Thursday, January 3, 2013

     Now that the U.S. President and Congress have agreed to a deal regarding, among other things, individual taxation rates (while failing to resolve even larger issues surrounding America's spending), we can once more ask ourselves, wherever we are, how are we really to view our money?  Sure, we earn our money, and sure we rightly regard as it as our own money and no one else's, but are we really correct in thinking we can see ourselves as wholly autonomous agents in regard to our money?
     Hardly.  We would not be able to earn money if we had not been born on this planet, and we would not have been born on this planet unless it (and of course our parents) existed, and this planet would not exist unless it, somehow, some way, came into existence (whether we believe in creation or evolution as the source of the planet's origin begs the point:  either way, we had no part in birthing it).  We cannot claim, in any way, that we are living and earning money solely because we decided that we could.

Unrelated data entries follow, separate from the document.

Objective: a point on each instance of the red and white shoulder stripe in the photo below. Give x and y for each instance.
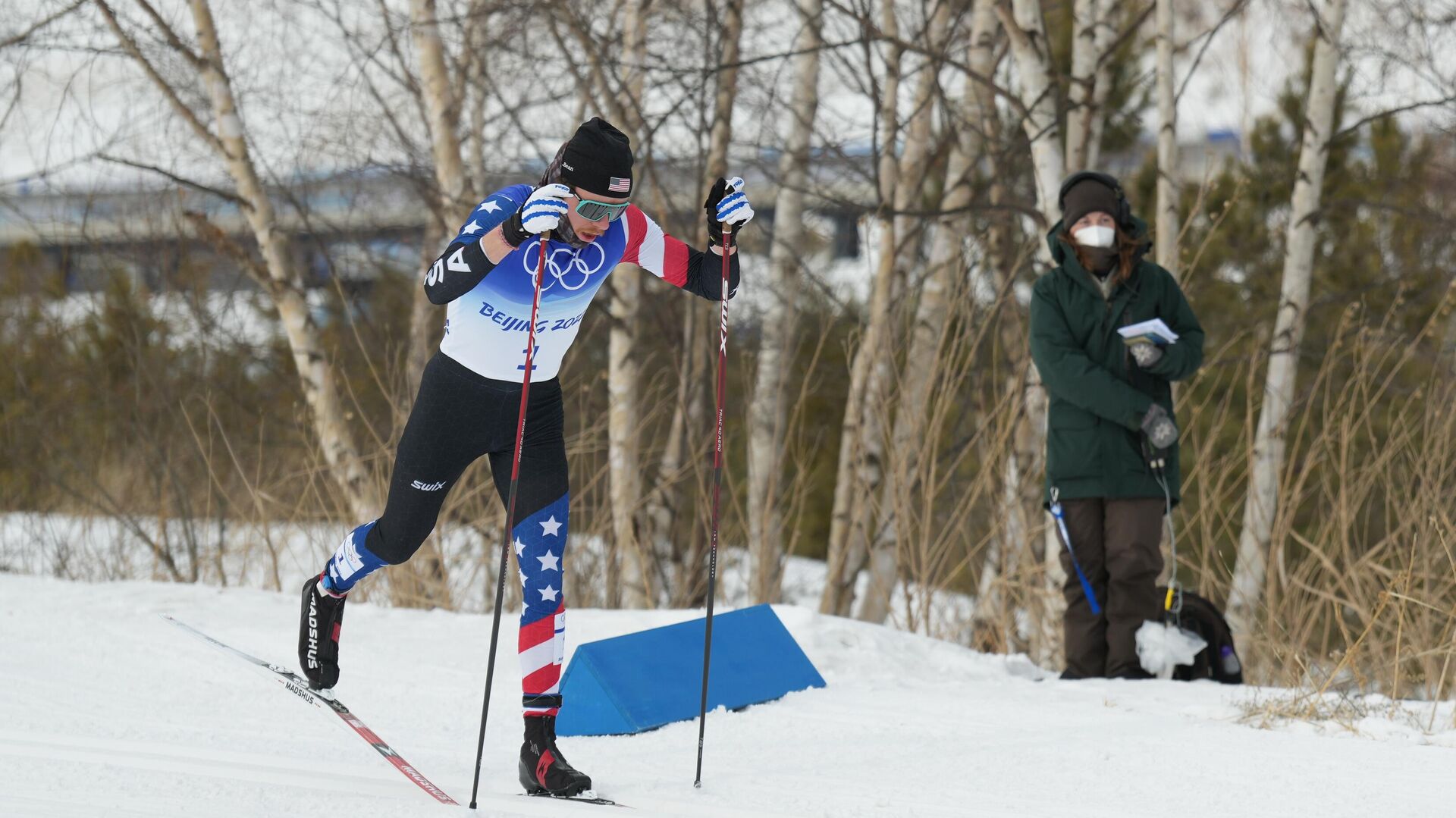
(654, 251)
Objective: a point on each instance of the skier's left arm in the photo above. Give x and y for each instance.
(672, 259)
(1184, 357)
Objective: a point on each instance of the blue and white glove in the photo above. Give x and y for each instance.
(542, 213)
(726, 202)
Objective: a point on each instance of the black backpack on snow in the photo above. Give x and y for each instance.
(1219, 661)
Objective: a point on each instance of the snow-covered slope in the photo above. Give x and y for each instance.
(105, 709)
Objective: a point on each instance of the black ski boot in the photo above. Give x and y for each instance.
(319, 634)
(544, 770)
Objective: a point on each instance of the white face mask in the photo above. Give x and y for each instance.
(1095, 236)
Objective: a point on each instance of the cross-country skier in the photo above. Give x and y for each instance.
(471, 392)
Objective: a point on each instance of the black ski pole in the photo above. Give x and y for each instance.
(718, 482)
(510, 517)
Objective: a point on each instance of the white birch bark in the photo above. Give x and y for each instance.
(1081, 92)
(919, 365)
(626, 584)
(1165, 242)
(1028, 39)
(1037, 93)
(441, 108)
(1267, 459)
(1101, 86)
(767, 406)
(856, 465)
(283, 280)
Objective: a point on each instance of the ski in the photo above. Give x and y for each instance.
(577, 798)
(324, 699)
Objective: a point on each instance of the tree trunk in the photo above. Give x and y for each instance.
(1028, 45)
(1028, 39)
(767, 411)
(666, 498)
(284, 281)
(1081, 93)
(858, 444)
(1101, 85)
(1166, 239)
(623, 371)
(919, 365)
(1267, 457)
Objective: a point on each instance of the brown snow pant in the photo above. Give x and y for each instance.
(1119, 546)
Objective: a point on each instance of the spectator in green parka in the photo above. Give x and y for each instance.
(1110, 417)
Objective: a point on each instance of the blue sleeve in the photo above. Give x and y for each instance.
(465, 264)
(491, 212)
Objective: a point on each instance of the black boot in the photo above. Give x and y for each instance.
(544, 770)
(319, 634)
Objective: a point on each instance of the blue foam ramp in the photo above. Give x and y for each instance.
(653, 677)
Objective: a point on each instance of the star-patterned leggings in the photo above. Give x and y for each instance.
(459, 417)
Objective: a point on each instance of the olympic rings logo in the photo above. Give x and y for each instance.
(570, 268)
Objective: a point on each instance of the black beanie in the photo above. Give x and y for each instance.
(599, 159)
(1087, 197)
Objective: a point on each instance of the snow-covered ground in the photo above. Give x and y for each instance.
(109, 710)
(280, 555)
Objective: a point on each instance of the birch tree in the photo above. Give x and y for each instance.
(858, 469)
(278, 272)
(1267, 456)
(666, 498)
(1165, 243)
(441, 102)
(1031, 54)
(623, 370)
(767, 411)
(1081, 92)
(919, 365)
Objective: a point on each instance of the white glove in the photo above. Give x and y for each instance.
(545, 208)
(734, 207)
(1147, 354)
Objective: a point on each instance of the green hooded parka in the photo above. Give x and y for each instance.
(1098, 395)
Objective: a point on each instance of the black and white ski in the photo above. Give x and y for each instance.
(324, 700)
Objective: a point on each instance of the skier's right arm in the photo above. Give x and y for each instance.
(497, 226)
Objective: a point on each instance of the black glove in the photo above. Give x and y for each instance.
(1159, 428)
(726, 202)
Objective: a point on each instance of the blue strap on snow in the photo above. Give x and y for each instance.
(1066, 541)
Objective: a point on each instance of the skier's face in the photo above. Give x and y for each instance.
(585, 229)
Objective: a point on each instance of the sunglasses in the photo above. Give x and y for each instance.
(593, 210)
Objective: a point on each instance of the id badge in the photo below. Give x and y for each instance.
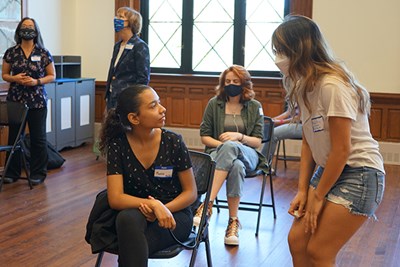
(163, 172)
(317, 124)
(128, 46)
(35, 58)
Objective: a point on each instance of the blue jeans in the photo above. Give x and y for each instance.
(236, 159)
(359, 189)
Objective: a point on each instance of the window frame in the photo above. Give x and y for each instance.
(299, 7)
(239, 31)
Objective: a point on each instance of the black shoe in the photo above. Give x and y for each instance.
(10, 180)
(37, 180)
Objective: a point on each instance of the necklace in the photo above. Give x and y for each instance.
(233, 109)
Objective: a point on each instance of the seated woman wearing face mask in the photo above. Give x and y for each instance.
(231, 130)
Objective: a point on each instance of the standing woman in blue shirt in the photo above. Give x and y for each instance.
(130, 62)
(27, 66)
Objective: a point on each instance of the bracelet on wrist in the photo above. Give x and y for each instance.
(241, 139)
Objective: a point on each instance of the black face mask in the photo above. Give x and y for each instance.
(27, 33)
(233, 90)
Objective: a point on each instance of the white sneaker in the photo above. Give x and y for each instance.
(199, 212)
(232, 232)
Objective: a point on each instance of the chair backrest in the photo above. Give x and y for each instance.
(203, 168)
(12, 113)
(267, 136)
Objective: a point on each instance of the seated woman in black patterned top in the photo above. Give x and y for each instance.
(149, 176)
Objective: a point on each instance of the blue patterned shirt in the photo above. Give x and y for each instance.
(35, 67)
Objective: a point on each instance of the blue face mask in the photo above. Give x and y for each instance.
(233, 90)
(118, 24)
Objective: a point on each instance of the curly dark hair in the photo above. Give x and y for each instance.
(116, 122)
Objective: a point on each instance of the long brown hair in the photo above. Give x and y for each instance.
(300, 39)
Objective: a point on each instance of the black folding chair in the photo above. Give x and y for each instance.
(203, 168)
(13, 114)
(257, 206)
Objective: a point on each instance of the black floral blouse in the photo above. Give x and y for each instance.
(161, 179)
(34, 66)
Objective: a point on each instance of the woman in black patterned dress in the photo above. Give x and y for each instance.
(149, 176)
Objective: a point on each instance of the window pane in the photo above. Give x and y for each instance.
(263, 16)
(213, 35)
(165, 33)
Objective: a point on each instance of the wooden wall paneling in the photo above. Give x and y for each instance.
(177, 116)
(3, 141)
(196, 105)
(100, 103)
(375, 123)
(393, 127)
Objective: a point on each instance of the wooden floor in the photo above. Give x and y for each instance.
(46, 226)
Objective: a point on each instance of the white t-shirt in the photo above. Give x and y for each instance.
(332, 98)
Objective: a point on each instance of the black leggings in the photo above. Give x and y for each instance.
(138, 238)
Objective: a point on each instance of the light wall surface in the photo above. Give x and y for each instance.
(78, 27)
(363, 33)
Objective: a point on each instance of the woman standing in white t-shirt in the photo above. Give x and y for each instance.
(347, 186)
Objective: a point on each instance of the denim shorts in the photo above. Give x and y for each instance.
(359, 189)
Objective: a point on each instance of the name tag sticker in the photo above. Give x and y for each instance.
(35, 58)
(164, 172)
(129, 46)
(317, 124)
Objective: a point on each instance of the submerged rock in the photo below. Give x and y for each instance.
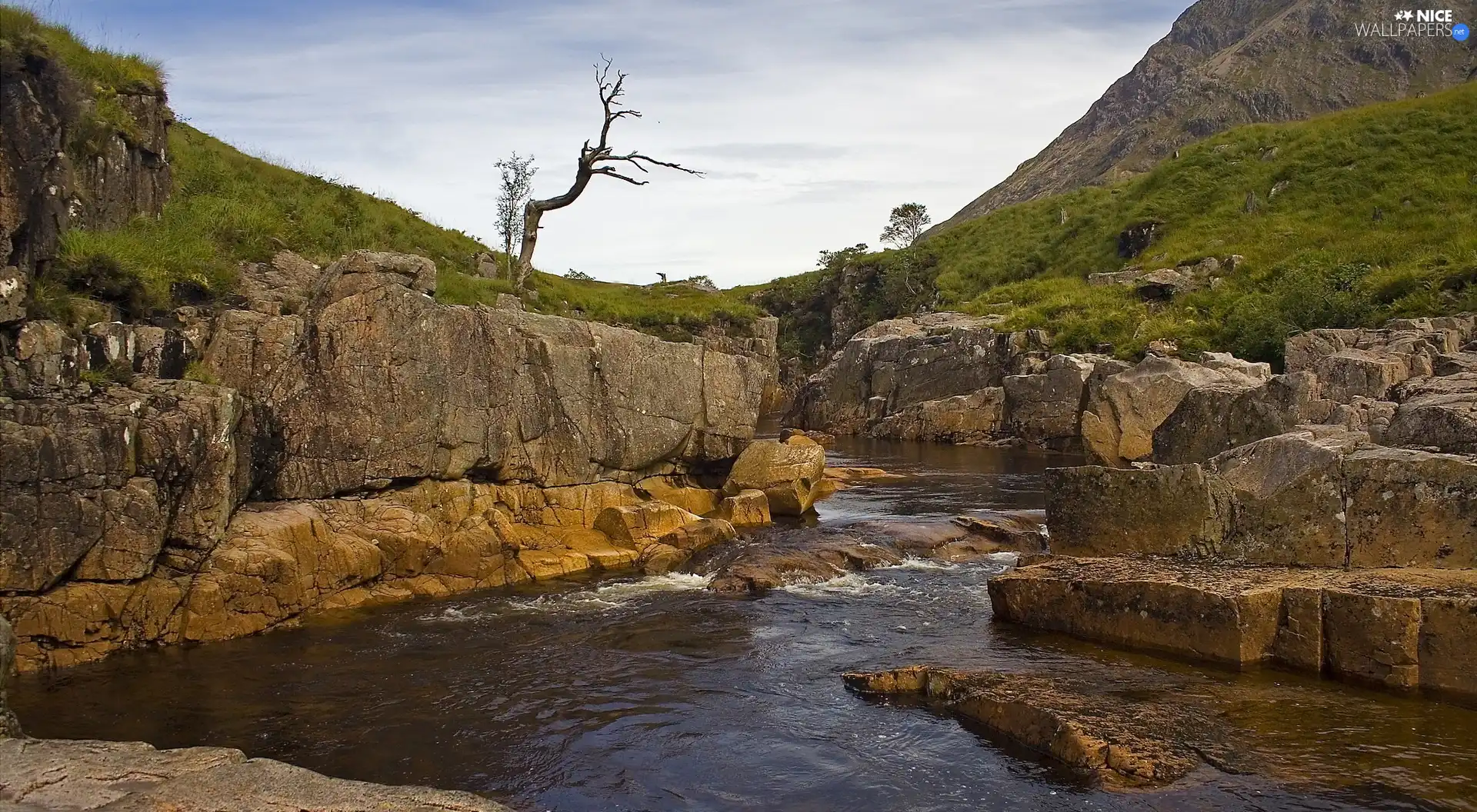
(1126, 743)
(812, 557)
(9, 727)
(130, 775)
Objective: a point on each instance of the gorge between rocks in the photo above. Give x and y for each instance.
(655, 693)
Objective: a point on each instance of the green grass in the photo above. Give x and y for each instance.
(101, 75)
(1315, 253)
(99, 70)
(229, 207)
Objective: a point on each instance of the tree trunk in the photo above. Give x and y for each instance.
(532, 215)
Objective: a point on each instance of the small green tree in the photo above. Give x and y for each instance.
(513, 194)
(905, 225)
(905, 228)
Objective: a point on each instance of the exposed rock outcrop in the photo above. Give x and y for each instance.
(1438, 412)
(130, 775)
(377, 381)
(1389, 627)
(9, 727)
(1122, 415)
(62, 165)
(1228, 64)
(427, 449)
(903, 362)
(1318, 497)
(789, 473)
(812, 557)
(102, 486)
(278, 561)
(960, 420)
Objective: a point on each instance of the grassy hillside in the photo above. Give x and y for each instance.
(1316, 251)
(229, 207)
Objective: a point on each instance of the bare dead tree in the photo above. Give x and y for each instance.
(592, 160)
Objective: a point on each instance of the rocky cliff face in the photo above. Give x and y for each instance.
(9, 727)
(903, 362)
(953, 378)
(1231, 62)
(375, 381)
(404, 448)
(62, 165)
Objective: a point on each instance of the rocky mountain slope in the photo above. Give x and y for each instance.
(1231, 62)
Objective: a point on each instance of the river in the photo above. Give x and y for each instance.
(653, 694)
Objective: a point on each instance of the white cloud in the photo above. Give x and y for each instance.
(812, 120)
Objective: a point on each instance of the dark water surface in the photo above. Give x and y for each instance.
(653, 694)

     Big picture, our existence and our money are gifts, gifts of a life that we did not contemplate nor create, a life that, regardless of how we think it came about, is nonetheless something that we in no way contributed to it coming into being.  We ought therefore to earn and use our money being acutely aware that we had no part, seminally and ultimately, in enabling the conditions that occasioned it.  We are wanderers on a planet we did not make, sojourners on an earth into which we had no part in determining whether we would come.
     Life is a gift, our money is a gift.  Whether we have a little money or a lot of money, we should note that it is, really, a gift.  We earned it, yes, but we certainly didn't earn the world--nor our innate abilities and capacities--in which we make it.
     So what are we to do?  In a word, give.  It's a hurting world.  After all, what is a gift but something to give away?